2 minute read / Oct 5, 2021 / management /marketing /
Why You Should Repeat Yourself, A Lot
If you’re part of a management team, repeating yourself is a key to success.
When I worked in online advertising, we measured the performance of marketing campaigns in a particular way called aided and unaided recall.
Imagine I send you a survey with two questions:
- List the names of all the venture firms you’re aware of.
- Review this list of venture firm logos. Which ones do you know?
The first question is an example of unaided recall and the second is aided recall. A quantitative brand marketer for Redpoint might send this survey before and after a campaign to measure the impact of the campaign. Great brands score very highly on unaided recall.
The typical audience increases its unaided recall to a brand after roughly 7 impressions .
When selling a company, a product, or an idea to customers, employees, investors, candidates, repeating a consistent message several times embosses the message upon the individual’s memory. It establishes clarity: Redpoint is a leading venture capital firm.

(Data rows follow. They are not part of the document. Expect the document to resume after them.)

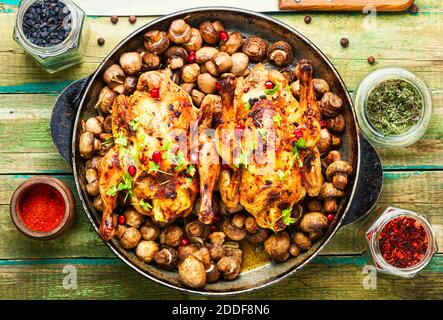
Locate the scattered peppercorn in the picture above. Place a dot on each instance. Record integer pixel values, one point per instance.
(46, 23)
(132, 19)
(114, 19)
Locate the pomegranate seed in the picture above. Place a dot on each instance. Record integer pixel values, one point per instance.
(132, 171)
(185, 241)
(157, 157)
(155, 93)
(269, 85)
(223, 36)
(191, 57)
(298, 133)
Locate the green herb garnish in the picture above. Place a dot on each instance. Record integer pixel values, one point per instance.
(394, 106)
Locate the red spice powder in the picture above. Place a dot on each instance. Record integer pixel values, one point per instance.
(403, 242)
(42, 208)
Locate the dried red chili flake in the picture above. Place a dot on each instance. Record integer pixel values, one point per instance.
(403, 242)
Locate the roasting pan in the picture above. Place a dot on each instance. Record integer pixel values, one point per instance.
(78, 101)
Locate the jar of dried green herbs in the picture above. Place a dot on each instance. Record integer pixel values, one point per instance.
(393, 107)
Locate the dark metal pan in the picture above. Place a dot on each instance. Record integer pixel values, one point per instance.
(78, 100)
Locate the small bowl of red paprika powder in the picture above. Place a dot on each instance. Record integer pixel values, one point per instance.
(42, 208)
(401, 242)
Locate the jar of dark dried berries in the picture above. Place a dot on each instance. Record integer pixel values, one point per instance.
(51, 32)
(401, 242)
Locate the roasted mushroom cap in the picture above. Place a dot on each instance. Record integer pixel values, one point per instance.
(179, 31)
(233, 44)
(131, 62)
(192, 273)
(156, 41)
(277, 246)
(313, 222)
(255, 48)
(280, 53)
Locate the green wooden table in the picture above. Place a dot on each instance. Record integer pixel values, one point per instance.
(413, 176)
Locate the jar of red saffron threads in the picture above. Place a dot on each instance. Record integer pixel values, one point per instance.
(401, 242)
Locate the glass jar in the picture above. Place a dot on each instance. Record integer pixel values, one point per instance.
(372, 238)
(61, 56)
(362, 93)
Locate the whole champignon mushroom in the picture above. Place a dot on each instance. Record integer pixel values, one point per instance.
(230, 267)
(205, 54)
(179, 31)
(151, 61)
(131, 62)
(280, 53)
(206, 83)
(186, 251)
(320, 87)
(210, 30)
(330, 104)
(195, 42)
(114, 75)
(94, 125)
(240, 63)
(336, 124)
(338, 173)
(130, 238)
(146, 250)
(166, 258)
(129, 85)
(277, 246)
(176, 56)
(133, 218)
(234, 43)
(233, 232)
(192, 273)
(156, 41)
(150, 231)
(302, 241)
(173, 235)
(313, 222)
(190, 72)
(255, 48)
(105, 100)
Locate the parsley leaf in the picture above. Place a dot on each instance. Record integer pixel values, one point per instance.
(270, 92)
(286, 216)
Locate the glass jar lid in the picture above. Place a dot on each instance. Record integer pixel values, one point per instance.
(360, 102)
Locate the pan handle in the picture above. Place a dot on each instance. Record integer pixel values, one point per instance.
(369, 183)
(63, 117)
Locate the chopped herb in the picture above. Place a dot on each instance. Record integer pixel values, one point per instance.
(394, 106)
(270, 92)
(121, 140)
(190, 170)
(286, 216)
(145, 205)
(277, 119)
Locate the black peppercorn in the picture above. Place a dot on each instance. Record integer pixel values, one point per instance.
(344, 42)
(114, 19)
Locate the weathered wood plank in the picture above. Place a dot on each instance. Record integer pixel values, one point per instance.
(326, 277)
(422, 54)
(400, 189)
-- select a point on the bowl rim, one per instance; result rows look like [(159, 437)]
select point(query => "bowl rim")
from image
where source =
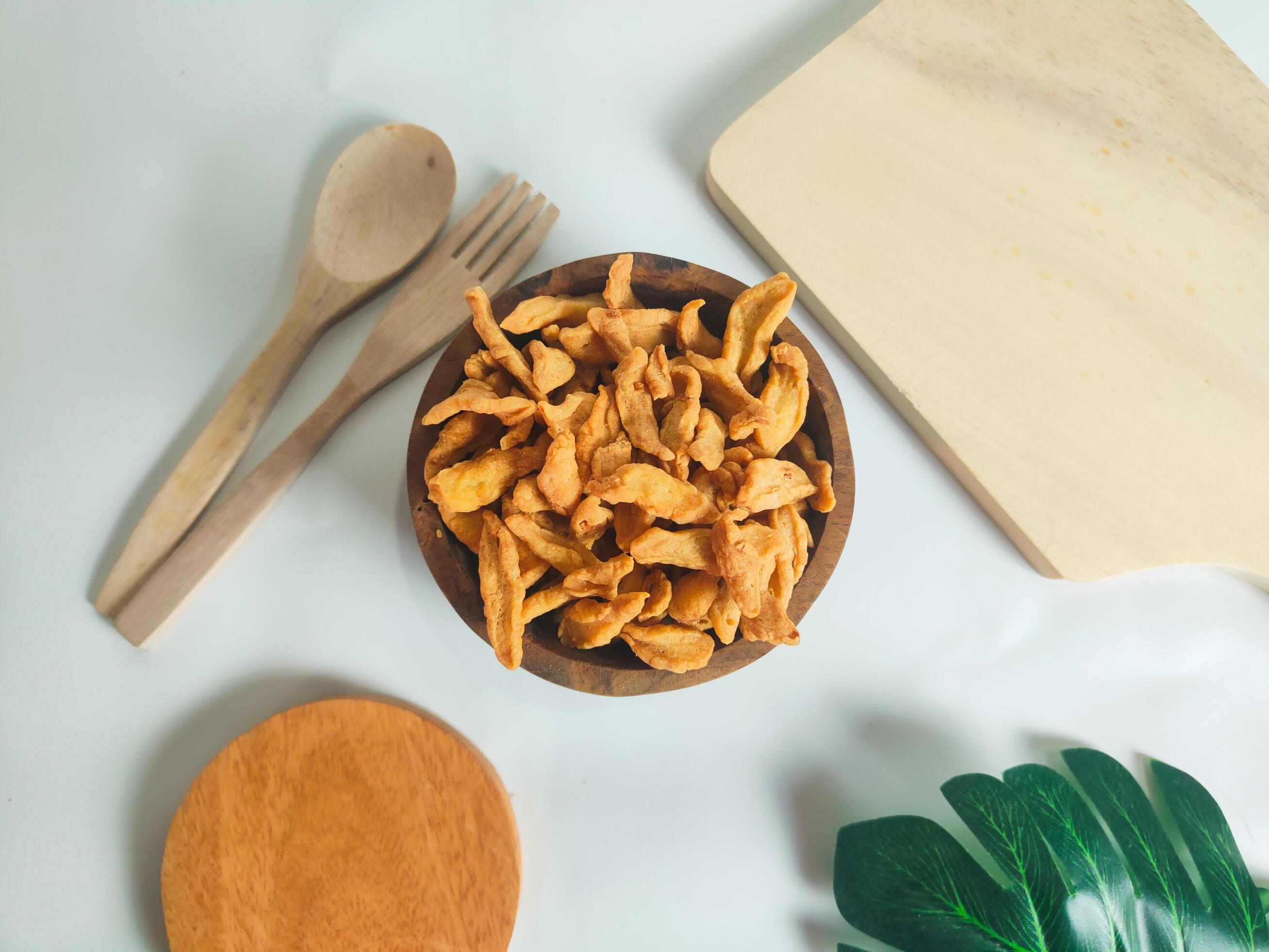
[(451, 563)]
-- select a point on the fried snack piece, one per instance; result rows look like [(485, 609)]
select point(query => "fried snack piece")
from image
[(543, 601), (694, 595), (690, 549), (659, 595), (598, 580), (669, 648), (801, 451), (609, 325), (475, 483), (630, 522), (773, 483), (635, 405), (591, 521), (608, 460), (527, 498), (692, 334), (537, 313), (752, 324), (723, 388), (658, 374), (477, 396), (786, 392), (559, 479), (503, 591), (709, 441), (617, 291), (589, 624), (561, 551), (796, 536), (647, 329), (658, 493), (745, 559), (602, 427), (465, 433), (552, 367), (724, 616), (499, 347)]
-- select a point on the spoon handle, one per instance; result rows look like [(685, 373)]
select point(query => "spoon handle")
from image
[(214, 455), (162, 597)]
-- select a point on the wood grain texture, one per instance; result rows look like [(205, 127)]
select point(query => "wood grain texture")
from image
[(1041, 230), (424, 313), (347, 824), (381, 205), (659, 282)]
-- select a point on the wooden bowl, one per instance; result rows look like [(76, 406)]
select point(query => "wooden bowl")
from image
[(659, 282)]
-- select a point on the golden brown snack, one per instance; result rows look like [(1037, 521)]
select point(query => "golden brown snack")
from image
[(552, 367), (801, 451), (745, 559), (752, 324), (503, 591), (591, 520), (635, 405), (598, 580), (562, 553), (559, 479), (655, 492), (724, 616), (475, 483), (464, 435), (723, 388), (692, 334), (589, 624), (602, 427), (659, 595), (537, 313), (658, 375), (711, 437), (630, 522), (527, 497), (499, 347), (543, 601), (670, 648), (786, 392), (611, 326), (694, 595), (617, 291), (690, 549), (773, 483), (477, 396)]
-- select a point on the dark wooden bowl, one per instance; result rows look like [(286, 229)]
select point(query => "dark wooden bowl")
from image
[(659, 282)]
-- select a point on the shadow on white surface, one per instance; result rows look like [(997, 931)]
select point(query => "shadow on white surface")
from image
[(271, 315), (183, 756)]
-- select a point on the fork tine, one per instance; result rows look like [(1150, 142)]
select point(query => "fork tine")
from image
[(495, 249), (518, 255), (490, 226), (464, 230)]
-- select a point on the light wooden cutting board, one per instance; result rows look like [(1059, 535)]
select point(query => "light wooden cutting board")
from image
[(1042, 229)]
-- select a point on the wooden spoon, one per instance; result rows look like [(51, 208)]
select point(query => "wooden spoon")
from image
[(487, 248), (384, 201)]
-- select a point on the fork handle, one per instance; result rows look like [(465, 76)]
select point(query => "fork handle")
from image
[(220, 533)]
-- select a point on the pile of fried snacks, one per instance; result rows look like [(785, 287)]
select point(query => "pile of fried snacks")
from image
[(632, 473)]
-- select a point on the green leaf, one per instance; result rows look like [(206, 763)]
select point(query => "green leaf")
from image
[(1236, 907), (1104, 919), (906, 881), (1000, 822)]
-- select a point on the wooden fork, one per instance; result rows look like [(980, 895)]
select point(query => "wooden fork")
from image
[(487, 248)]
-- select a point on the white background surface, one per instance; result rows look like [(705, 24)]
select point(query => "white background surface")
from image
[(158, 172)]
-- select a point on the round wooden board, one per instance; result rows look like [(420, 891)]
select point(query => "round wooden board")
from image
[(659, 282), (347, 824)]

Great leaders coalesce their messaging around memorable, oft-repeated words. At Looker, Frank, the CEO, declared the Year of the Hound when the company’s strategic priority shifted from one buyer persona to another. Within the company, at board meetings, at our user conference, Frank and the Looker team talked about the year of the hound. All those brand impressions focused the company toward a single goal.
That’s one example of using this principle to align a team. But it works just as well externally. Content marketing, brand advertising, videos, events, sales pitches, all hands, candidate interviews. All of these are opportunities for the next brand/message impression to reinforce aided/unaided recall.
Repeating yourself improves brand recall. A simple message reiterated again and again is a powerful thing.
 In practice, the number varies quite a bit. Researchers have modelled different patterns and Google employs dynamic frequency capping, which limits impressions, to maximize yield.